Как говорится, у каждого свое горе. Нельзя сказать, что Менгли была равнодушна к общей беде односельчан, но личные переживания заслоняли все остальное: она думала только о Махтумкули. В зимнее время караванные сообщения с Хивой были редки, в этом же году из-за массовых смут и восстаний они вообще прекратились — ни один караван не ушел.
А весточки все равно хотелось. Она верила, что Махтумкули обязательно изыщет способ, чтобы дать знать о себе. Ведь он такой умный, такой сообразительный, такой хороший!
Мрачные мысли не давали покоя. Она перестала спать ночами, зажимала рот подушкой, кусала до крови губы. Все шло к тому, что приближался страшный момент прощания с отчим домом, с девичьей жизнью своей, с надеждами и мечтами о счастье. Об этом ни мать, ни отец прямо не говорили, но она же не дурочка, она понимала, что за спиной ее ждет настоящий друг! И все этот проклятый Хромой мулла!
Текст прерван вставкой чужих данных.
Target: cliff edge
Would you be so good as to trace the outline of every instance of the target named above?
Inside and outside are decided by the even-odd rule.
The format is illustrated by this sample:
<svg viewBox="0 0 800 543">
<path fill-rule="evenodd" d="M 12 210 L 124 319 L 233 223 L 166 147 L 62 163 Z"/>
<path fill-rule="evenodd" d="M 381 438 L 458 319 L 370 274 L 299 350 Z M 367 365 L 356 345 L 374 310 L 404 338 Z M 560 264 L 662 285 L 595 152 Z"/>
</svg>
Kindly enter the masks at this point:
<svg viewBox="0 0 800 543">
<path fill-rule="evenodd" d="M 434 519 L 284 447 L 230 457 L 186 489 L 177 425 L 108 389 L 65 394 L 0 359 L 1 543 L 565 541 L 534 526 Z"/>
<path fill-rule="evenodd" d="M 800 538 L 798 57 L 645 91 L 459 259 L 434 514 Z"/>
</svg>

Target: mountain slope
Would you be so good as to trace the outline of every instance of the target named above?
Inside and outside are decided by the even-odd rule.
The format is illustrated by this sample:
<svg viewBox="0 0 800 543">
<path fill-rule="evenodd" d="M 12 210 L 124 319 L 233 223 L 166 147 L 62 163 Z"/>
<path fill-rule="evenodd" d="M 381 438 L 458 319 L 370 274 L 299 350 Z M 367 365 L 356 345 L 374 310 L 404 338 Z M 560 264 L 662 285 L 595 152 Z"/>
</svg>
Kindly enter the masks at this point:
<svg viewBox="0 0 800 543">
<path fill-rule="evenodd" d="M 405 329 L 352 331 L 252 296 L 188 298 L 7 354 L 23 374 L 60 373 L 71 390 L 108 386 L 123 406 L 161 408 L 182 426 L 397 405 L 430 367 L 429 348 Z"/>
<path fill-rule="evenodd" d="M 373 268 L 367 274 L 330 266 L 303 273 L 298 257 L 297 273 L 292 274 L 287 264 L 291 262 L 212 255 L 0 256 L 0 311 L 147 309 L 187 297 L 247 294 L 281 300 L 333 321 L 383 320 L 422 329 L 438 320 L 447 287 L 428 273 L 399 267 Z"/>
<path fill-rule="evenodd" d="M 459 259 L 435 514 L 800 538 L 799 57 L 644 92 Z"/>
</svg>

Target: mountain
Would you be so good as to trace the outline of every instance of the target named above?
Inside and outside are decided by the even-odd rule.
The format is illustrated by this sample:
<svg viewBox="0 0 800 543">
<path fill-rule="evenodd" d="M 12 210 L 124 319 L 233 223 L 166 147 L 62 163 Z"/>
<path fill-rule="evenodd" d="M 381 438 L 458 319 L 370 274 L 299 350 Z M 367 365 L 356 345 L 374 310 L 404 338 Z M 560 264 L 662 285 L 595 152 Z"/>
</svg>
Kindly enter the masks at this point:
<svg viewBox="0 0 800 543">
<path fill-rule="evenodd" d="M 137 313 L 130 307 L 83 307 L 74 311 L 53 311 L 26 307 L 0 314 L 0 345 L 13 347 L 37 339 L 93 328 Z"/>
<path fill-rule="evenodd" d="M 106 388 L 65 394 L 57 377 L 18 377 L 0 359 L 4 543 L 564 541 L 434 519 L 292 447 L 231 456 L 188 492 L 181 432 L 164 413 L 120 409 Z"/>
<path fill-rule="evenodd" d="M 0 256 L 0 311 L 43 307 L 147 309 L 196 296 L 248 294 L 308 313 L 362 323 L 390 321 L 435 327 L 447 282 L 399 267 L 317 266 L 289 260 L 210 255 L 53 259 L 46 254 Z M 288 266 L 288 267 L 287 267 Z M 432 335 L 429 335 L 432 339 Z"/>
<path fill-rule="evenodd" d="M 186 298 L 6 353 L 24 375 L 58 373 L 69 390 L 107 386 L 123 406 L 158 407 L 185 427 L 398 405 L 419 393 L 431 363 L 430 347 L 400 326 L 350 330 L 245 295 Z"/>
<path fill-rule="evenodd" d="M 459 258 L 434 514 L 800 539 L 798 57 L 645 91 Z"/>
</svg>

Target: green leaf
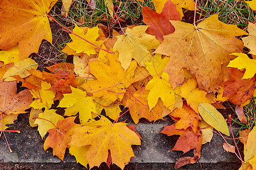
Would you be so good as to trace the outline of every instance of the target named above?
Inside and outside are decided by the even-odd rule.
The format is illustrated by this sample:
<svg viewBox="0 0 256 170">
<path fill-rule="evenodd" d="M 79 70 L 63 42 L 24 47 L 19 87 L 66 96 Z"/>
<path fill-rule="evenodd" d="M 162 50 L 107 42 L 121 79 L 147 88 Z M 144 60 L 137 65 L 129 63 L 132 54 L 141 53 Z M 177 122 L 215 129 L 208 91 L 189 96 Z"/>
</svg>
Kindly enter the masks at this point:
<svg viewBox="0 0 256 170">
<path fill-rule="evenodd" d="M 199 104 L 199 114 L 204 120 L 211 126 L 222 133 L 229 136 L 228 125 L 223 116 L 212 105 L 206 103 Z"/>
</svg>

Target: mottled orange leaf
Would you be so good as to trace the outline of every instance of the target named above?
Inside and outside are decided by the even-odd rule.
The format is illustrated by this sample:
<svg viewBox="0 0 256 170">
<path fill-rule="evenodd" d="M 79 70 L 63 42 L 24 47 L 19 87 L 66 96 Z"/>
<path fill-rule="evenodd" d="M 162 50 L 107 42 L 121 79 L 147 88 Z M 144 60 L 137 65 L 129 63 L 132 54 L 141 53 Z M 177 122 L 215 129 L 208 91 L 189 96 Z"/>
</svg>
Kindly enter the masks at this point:
<svg viewBox="0 0 256 170">
<path fill-rule="evenodd" d="M 199 126 L 199 120 L 201 117 L 191 107 L 183 105 L 181 108 L 176 108 L 169 114 L 171 117 L 178 118 L 179 120 L 175 123 L 175 129 L 184 129 L 191 127 L 195 133 Z"/>
<path fill-rule="evenodd" d="M 20 59 L 37 52 L 43 39 L 52 43 L 46 15 L 57 0 L 0 1 L 0 48 L 7 50 L 19 43 Z"/>
<path fill-rule="evenodd" d="M 0 82 L 0 112 L 5 114 L 24 113 L 30 108 L 32 96 L 28 90 L 17 92 L 15 81 Z"/>
<path fill-rule="evenodd" d="M 164 126 L 160 133 L 167 134 L 168 136 L 174 135 L 180 136 L 172 151 L 181 151 L 184 153 L 186 153 L 191 149 L 193 148 L 195 148 L 197 152 L 200 152 L 201 150 L 202 132 L 199 129 L 195 133 L 190 127 L 186 130 L 177 130 L 175 129 L 175 124 L 172 124 L 171 126 Z"/>
<path fill-rule="evenodd" d="M 53 155 L 56 155 L 63 160 L 68 143 L 71 140 L 71 135 L 75 133 L 74 129 L 80 125 L 74 123 L 75 117 L 69 117 L 64 120 L 59 120 L 56 128 L 50 129 L 47 131 L 49 135 L 44 144 L 44 149 L 53 148 Z"/>
<path fill-rule="evenodd" d="M 228 67 L 226 70 L 232 78 L 222 84 L 226 86 L 223 96 L 228 97 L 229 101 L 236 105 L 242 105 L 250 100 L 256 88 L 255 77 L 242 79 L 243 72 L 233 67 Z"/>
</svg>

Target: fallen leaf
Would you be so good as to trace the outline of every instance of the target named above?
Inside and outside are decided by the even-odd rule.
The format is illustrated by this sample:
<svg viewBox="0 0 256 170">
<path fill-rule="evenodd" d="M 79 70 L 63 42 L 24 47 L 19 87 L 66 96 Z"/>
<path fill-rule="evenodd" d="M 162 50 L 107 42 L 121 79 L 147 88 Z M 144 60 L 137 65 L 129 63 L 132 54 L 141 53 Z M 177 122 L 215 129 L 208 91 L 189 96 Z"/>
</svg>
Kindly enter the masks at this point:
<svg viewBox="0 0 256 170">
<path fill-rule="evenodd" d="M 1 121 L 1 130 L 5 130 L 10 126 L 10 124 L 14 124 L 14 121 L 17 120 L 18 114 L 10 114 L 9 115 L 3 114 L 3 122 L 2 123 L 2 118 L 0 117 L 0 121 Z"/>
<path fill-rule="evenodd" d="M 148 27 L 139 26 L 131 29 L 127 28 L 125 35 L 117 36 L 113 50 L 119 53 L 119 61 L 125 71 L 129 67 L 132 58 L 134 58 L 139 66 L 145 66 L 144 61 L 150 62 L 151 59 L 151 53 L 148 50 L 156 49 L 159 45 L 155 36 L 145 33 Z"/>
<path fill-rule="evenodd" d="M 236 147 L 226 142 L 222 144 L 222 147 L 228 152 L 236 153 Z"/>
<path fill-rule="evenodd" d="M 181 166 L 188 164 L 194 164 L 197 162 L 197 160 L 201 157 L 201 154 L 200 152 L 196 151 L 195 149 L 193 151 L 194 156 L 184 156 L 179 159 L 175 163 L 174 165 L 174 168 L 178 169 Z"/>
<path fill-rule="evenodd" d="M 161 77 L 153 76 L 146 86 L 146 90 L 150 92 L 147 97 L 150 109 L 151 110 L 156 104 L 159 98 L 163 102 L 163 104 L 172 110 L 176 103 L 175 96 L 172 86 L 169 83 L 168 75 L 163 73 Z"/>
<path fill-rule="evenodd" d="M 245 1 L 246 2 L 246 1 Z M 255 6 L 256 9 L 256 6 Z M 242 37 L 242 40 L 245 43 L 245 46 L 250 49 L 249 54 L 256 55 L 256 24 L 249 23 L 247 31 L 250 35 L 249 36 Z M 254 58 L 255 59 L 255 58 Z"/>
<path fill-rule="evenodd" d="M 180 20 L 181 20 L 184 16 L 182 8 L 189 10 L 195 10 L 195 4 L 193 0 L 172 0 L 171 1 L 176 5 L 176 9 L 180 15 Z M 152 0 L 152 2 L 154 2 L 156 12 L 160 14 L 162 12 L 164 4 L 167 2 L 167 0 Z"/>
<path fill-rule="evenodd" d="M 200 122 L 200 130 L 202 131 L 202 144 L 210 142 L 213 137 L 213 128 L 205 122 L 204 120 Z"/>
<path fill-rule="evenodd" d="M 231 53 L 242 51 L 243 43 L 234 36 L 247 35 L 237 26 L 228 25 L 213 15 L 197 26 L 171 20 L 175 31 L 164 36 L 154 53 L 171 57 L 163 70 L 170 76 L 174 88 L 185 80 L 182 68 L 195 75 L 199 88 L 216 92 L 222 82 L 221 65 L 234 57 Z M 225 32 L 225 33 L 224 33 Z"/>
<path fill-rule="evenodd" d="M 169 115 L 171 117 L 179 118 L 175 123 L 175 129 L 185 130 L 190 127 L 195 133 L 197 131 L 201 117 L 191 107 L 183 105 L 181 108 L 176 109 Z"/>
<path fill-rule="evenodd" d="M 246 144 L 247 139 L 248 139 L 248 134 L 250 133 L 250 129 L 245 129 L 245 130 L 240 130 L 239 135 L 240 136 L 240 141 L 244 145 Z"/>
<path fill-rule="evenodd" d="M 144 90 L 142 92 L 142 90 L 143 88 L 137 90 L 132 94 L 133 96 L 128 94 L 127 95 L 129 95 L 130 98 L 127 101 L 122 102 L 126 107 L 130 108 L 130 114 L 133 120 L 137 124 L 139 122 L 139 120 L 142 117 L 146 118 L 150 121 L 163 119 L 162 117 L 162 109 L 158 104 L 156 104 L 152 110 L 149 109 L 147 97 L 150 91 Z M 136 102 L 137 99 L 139 99 Z M 135 102 L 136 103 L 135 103 Z"/>
<path fill-rule="evenodd" d="M 38 117 L 40 113 L 42 113 L 42 112 L 41 110 L 40 110 L 40 109 L 35 109 L 34 108 L 31 108 L 31 110 L 30 111 L 30 117 L 28 119 L 30 126 L 34 128 L 38 126 L 38 125 L 35 124 L 36 119 L 34 118 Z"/>
<path fill-rule="evenodd" d="M 256 88 L 256 77 L 241 79 L 243 72 L 233 67 L 228 67 L 226 70 L 232 78 L 221 84 L 225 86 L 223 96 L 229 97 L 229 101 L 233 104 L 243 106 L 248 100 L 250 101 L 253 97 Z"/>
<path fill-rule="evenodd" d="M 102 61 L 89 62 L 90 73 L 96 80 L 87 81 L 81 86 L 94 97 L 102 97 L 101 104 L 108 105 L 123 97 L 126 88 L 133 83 L 133 75 L 137 64 L 133 61 L 126 71 L 118 61 L 118 53 L 108 54 L 109 65 Z"/>
<path fill-rule="evenodd" d="M 233 60 L 229 61 L 227 67 L 235 67 L 240 70 L 245 69 L 245 74 L 243 74 L 242 79 L 250 79 L 253 78 L 256 73 L 255 65 L 256 65 L 256 60 L 250 59 L 247 54 L 244 53 L 232 53 L 232 55 L 238 56 Z"/>
<path fill-rule="evenodd" d="M 64 8 L 64 11 L 61 11 L 61 14 L 63 14 L 66 18 L 68 17 L 69 8 L 73 4 L 73 0 L 61 0 L 62 7 Z"/>
<path fill-rule="evenodd" d="M 98 26 L 92 28 L 89 28 L 86 32 L 84 32 L 82 28 L 79 27 L 76 25 L 73 29 L 73 33 L 96 45 L 100 46 L 103 43 L 103 41 L 96 40 L 100 36 L 98 33 L 98 31 L 99 29 Z M 70 34 L 69 36 L 73 41 L 67 44 L 67 45 L 75 50 L 76 54 L 79 54 L 80 53 L 84 53 L 88 55 L 90 55 L 90 54 L 96 54 L 96 52 L 94 49 L 96 48 L 95 46 L 89 44 L 89 42 L 81 39 L 80 37 L 79 37 L 73 34 Z"/>
<path fill-rule="evenodd" d="M 108 7 L 109 14 L 113 18 L 113 11 L 114 11 L 114 4 L 113 3 L 113 0 L 104 0 L 105 5 Z"/>
<path fill-rule="evenodd" d="M 240 120 L 240 121 L 242 124 L 246 125 L 247 120 L 245 116 L 245 114 L 243 113 L 243 107 L 240 107 L 239 105 L 237 105 L 236 106 L 236 113 L 237 113 L 237 115 L 238 117 L 238 118 Z"/>
<path fill-rule="evenodd" d="M 8 69 L 3 76 L 3 79 L 5 82 L 15 80 L 15 79 L 11 77 L 13 75 L 18 75 L 23 78 L 30 75 L 27 70 L 31 69 L 36 69 L 38 64 L 31 58 L 26 58 L 16 62 L 14 65 Z"/>
<path fill-rule="evenodd" d="M 63 94 L 64 98 L 59 104 L 65 109 L 64 116 L 75 115 L 79 112 L 79 119 L 82 125 L 92 119 L 91 112 L 96 112 L 96 105 L 92 97 L 86 96 L 86 92 L 71 87 L 72 93 Z"/>
<path fill-rule="evenodd" d="M 20 61 L 19 45 L 16 45 L 7 51 L 0 51 L 0 61 L 3 61 L 5 65 Z"/>
<path fill-rule="evenodd" d="M 57 0 L 3 0 L 0 2 L 0 46 L 7 50 L 19 43 L 20 59 L 37 52 L 44 39 L 52 43 L 47 14 Z"/>
<path fill-rule="evenodd" d="M 53 156 L 57 156 L 63 161 L 67 144 L 75 133 L 74 129 L 81 126 L 74 123 L 75 118 L 75 117 L 69 117 L 59 120 L 56 127 L 47 130 L 49 135 L 44 141 L 44 149 L 46 151 L 49 147 L 52 148 Z"/>
<path fill-rule="evenodd" d="M 228 125 L 223 116 L 209 103 L 199 104 L 198 111 L 204 120 L 211 126 L 222 133 L 229 136 Z"/>
<path fill-rule="evenodd" d="M 18 94 L 16 82 L 0 82 L 0 112 L 5 114 L 24 113 L 32 101 L 28 90 Z"/>
<path fill-rule="evenodd" d="M 68 76 L 71 73 L 74 71 L 75 66 L 68 62 L 60 62 L 49 67 L 46 67 L 52 73 L 61 75 L 61 76 Z"/>
<path fill-rule="evenodd" d="M 205 96 L 207 92 L 200 90 L 197 87 L 197 82 L 195 79 L 189 79 L 181 86 L 178 86 L 174 92 L 184 98 L 188 105 L 196 113 L 198 113 L 198 105 L 200 103 L 210 104 L 210 101 Z"/>
<path fill-rule="evenodd" d="M 101 116 L 98 121 L 91 120 L 84 126 L 76 129 L 70 144 L 77 147 L 91 145 L 85 156 L 90 167 L 98 167 L 106 162 L 110 150 L 112 163 L 123 169 L 130 158 L 134 156 L 131 145 L 140 145 L 141 140 L 126 124 L 112 125 Z"/>
<path fill-rule="evenodd" d="M 52 91 L 47 90 L 51 88 L 51 84 L 42 81 L 41 83 L 42 89 L 38 91 L 32 90 L 31 94 L 35 100 L 30 105 L 34 109 L 42 109 L 43 108 L 49 109 L 53 104 L 53 99 L 55 97 L 55 93 Z M 39 98 L 40 97 L 40 98 Z"/>
<path fill-rule="evenodd" d="M 38 130 L 43 139 L 47 133 L 47 130 L 50 129 L 55 128 L 53 125 L 56 125 L 59 120 L 64 120 L 64 118 L 61 116 L 55 113 L 56 110 L 46 109 L 44 112 L 39 113 L 39 116 L 40 118 L 36 118 L 34 124 L 38 124 Z"/>
<path fill-rule="evenodd" d="M 175 5 L 168 0 L 160 14 L 158 14 L 148 7 L 142 7 L 143 22 L 150 26 L 146 31 L 146 33 L 155 36 L 160 41 L 163 40 L 163 35 L 173 33 L 175 30 L 169 22 L 170 20 L 179 20 L 179 15 Z"/>
<path fill-rule="evenodd" d="M 160 133 L 168 136 L 179 135 L 180 137 L 176 142 L 172 151 L 181 151 L 185 154 L 191 149 L 195 148 L 198 152 L 201 150 L 202 144 L 202 132 L 198 130 L 195 133 L 191 128 L 186 130 L 175 129 L 175 124 L 171 126 L 164 126 Z"/>
<path fill-rule="evenodd" d="M 256 1 L 255 0 L 249 1 L 245 1 L 245 2 L 246 2 L 249 5 L 249 6 L 251 8 L 251 10 L 253 10 L 253 11 L 256 11 Z"/>
<path fill-rule="evenodd" d="M 69 145 L 69 154 L 76 157 L 76 162 L 80 163 L 82 165 L 86 167 L 88 161 L 85 159 L 85 155 L 90 147 L 89 145 L 77 147 L 75 145 Z"/>
<path fill-rule="evenodd" d="M 256 155 L 256 126 L 254 126 L 249 133 L 246 144 L 245 144 L 243 153 L 245 154 L 245 161 L 248 162 L 253 159 Z"/>
</svg>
Он был каким-то родственником ее — дядей, что ли. Жил в Джелгелане, звали его, по-настоящему Яздурды-мулла, но он с детства припадал на одну ногу, отчего и получил прозвище Хромого.
Раньше он как-то не давал о себе знать, а тут зачастил в Хаджиговшан. И — хитрая бестия! — все непременно к Довлетмамеду — словно без мудрых поучений Азади жить не мог. Не было секретом ни для кого, что не любил Хромой мулла сына Довлетмамеда. Младшего сына. Он с непритворным почтением относился к самому Довлетмамеду, а вот с Махтумкули не ладил, юнцом его желторотым считал, зазнайкой.